The House That Sorrow Built: Lemp Mansion and the Family That Couldn't Stop Dying
November 10, 2024
The obituaries read like a dynasty under a curse. William J. Lemp Sr. shot himself in his office on a February morning in 1904, apparently consumed by grief over the death of his closest friend and son Frederick the year before. His daughter Elsa — the wealthiest heiress in St. Louis — shot herself in 1920. His son William Jr. shot himself in the same office as his father in 1922, reportedly leaving no note and having given away most of his possessions in the weeks prior. His son Charles shot himself in the mansion’s basement in 1949, first shooting his dog so it wouldn’t be left alone.
The Lemps were once the royalty of St. Louis. Their Western Brewery, founded by Johann Adam Lemp in the 1840s, grew into an industrial empire that stretched beneath the city — literally. The family excavated a vast network of limestone caves under Cherokee Street, using the natural 60-degree temperature for lager fermentation decades before mechanical refrigeration existed. At their peak they employed over 700 workers and produced a million barrels a year.
Then Prohibition arrived in 1919 and William Jr. — rather than convert the brewery to other uses as competitors did — simply closed it. He sold off equipment at pennies on the dollar. The caves were sealed. The brewery sat empty until it was sold for $588,500 in 1922, a fraction of its estimated value. William Jr. did not live to see the sale finalized.
The mansion on DeMenil Place, a 33-room Italianate behemoth, passed through several hands before becoming a restaurant and inn in the 1970s. It regularly appears on lists of America’s most haunted buildings. Staff and guests report a Ziegfield-era party that can be heard faintly through the walls on certain nights, the muffled brass of an orchestra that hasn’t played in a century. The basement bar — built over the old cave entrance — is where Charles died. You can rent the room he died in. People do.
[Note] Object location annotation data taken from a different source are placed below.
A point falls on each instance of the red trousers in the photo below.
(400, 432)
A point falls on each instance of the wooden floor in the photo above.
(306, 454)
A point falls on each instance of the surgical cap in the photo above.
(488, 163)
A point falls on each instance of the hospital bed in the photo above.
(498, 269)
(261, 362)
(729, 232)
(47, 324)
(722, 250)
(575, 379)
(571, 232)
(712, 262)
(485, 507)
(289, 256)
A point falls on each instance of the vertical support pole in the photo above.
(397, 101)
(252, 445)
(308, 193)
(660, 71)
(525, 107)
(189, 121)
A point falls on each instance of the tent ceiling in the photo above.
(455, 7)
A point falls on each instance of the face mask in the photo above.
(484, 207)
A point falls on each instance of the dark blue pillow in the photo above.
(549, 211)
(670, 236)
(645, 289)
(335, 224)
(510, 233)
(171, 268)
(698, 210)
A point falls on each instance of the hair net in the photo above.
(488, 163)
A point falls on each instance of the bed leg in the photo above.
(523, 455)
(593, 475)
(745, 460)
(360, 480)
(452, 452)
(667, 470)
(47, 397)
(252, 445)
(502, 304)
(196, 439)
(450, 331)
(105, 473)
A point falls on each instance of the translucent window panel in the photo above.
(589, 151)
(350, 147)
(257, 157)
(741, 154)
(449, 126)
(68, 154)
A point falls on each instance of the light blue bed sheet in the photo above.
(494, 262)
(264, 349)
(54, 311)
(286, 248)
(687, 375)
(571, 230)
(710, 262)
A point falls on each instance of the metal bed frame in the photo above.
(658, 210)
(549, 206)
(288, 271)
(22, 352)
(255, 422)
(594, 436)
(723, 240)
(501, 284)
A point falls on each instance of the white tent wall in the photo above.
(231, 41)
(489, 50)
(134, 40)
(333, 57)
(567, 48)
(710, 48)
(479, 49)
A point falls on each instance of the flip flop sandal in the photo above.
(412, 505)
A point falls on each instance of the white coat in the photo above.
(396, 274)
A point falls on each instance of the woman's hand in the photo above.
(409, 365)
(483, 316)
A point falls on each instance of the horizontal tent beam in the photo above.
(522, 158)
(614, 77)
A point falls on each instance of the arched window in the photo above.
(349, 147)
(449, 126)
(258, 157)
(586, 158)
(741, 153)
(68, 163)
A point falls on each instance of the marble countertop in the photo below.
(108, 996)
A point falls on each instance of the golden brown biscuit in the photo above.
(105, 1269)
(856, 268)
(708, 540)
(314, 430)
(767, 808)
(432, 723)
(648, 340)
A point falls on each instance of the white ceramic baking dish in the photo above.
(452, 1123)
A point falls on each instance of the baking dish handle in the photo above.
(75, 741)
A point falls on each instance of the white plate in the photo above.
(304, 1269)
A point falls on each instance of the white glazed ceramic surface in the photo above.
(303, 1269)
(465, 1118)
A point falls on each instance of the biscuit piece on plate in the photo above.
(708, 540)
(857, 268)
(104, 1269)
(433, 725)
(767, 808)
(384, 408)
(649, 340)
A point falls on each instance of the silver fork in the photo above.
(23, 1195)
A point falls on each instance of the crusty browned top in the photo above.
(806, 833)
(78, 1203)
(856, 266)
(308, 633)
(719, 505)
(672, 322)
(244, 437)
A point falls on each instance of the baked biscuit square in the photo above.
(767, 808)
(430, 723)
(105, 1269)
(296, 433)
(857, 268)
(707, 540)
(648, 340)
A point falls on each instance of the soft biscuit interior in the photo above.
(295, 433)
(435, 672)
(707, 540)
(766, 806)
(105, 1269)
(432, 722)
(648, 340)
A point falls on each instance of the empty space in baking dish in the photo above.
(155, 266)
What made the Lemps break? Historians offer various theories: genetic predisposition, the trauma of Prohibition’s sudden erasure of everything they’d built, a family culture that prized stoic self-reliance to a pathological degree. William Jr. was said to have been “the type of man who kept his own counsel.” Charles had reportedly become entirely reclusive by his final years, living alone in the vast mansion with only his dog.
The cave network still exists beneath Cherokee Street. Portions have been rediscovered, explored by urban historians and thrill-seekers alike. The brewery building still stands, repurposed multiple times over. But the mansion on DeMenil is where the grief concentrated, and where it apparently remains.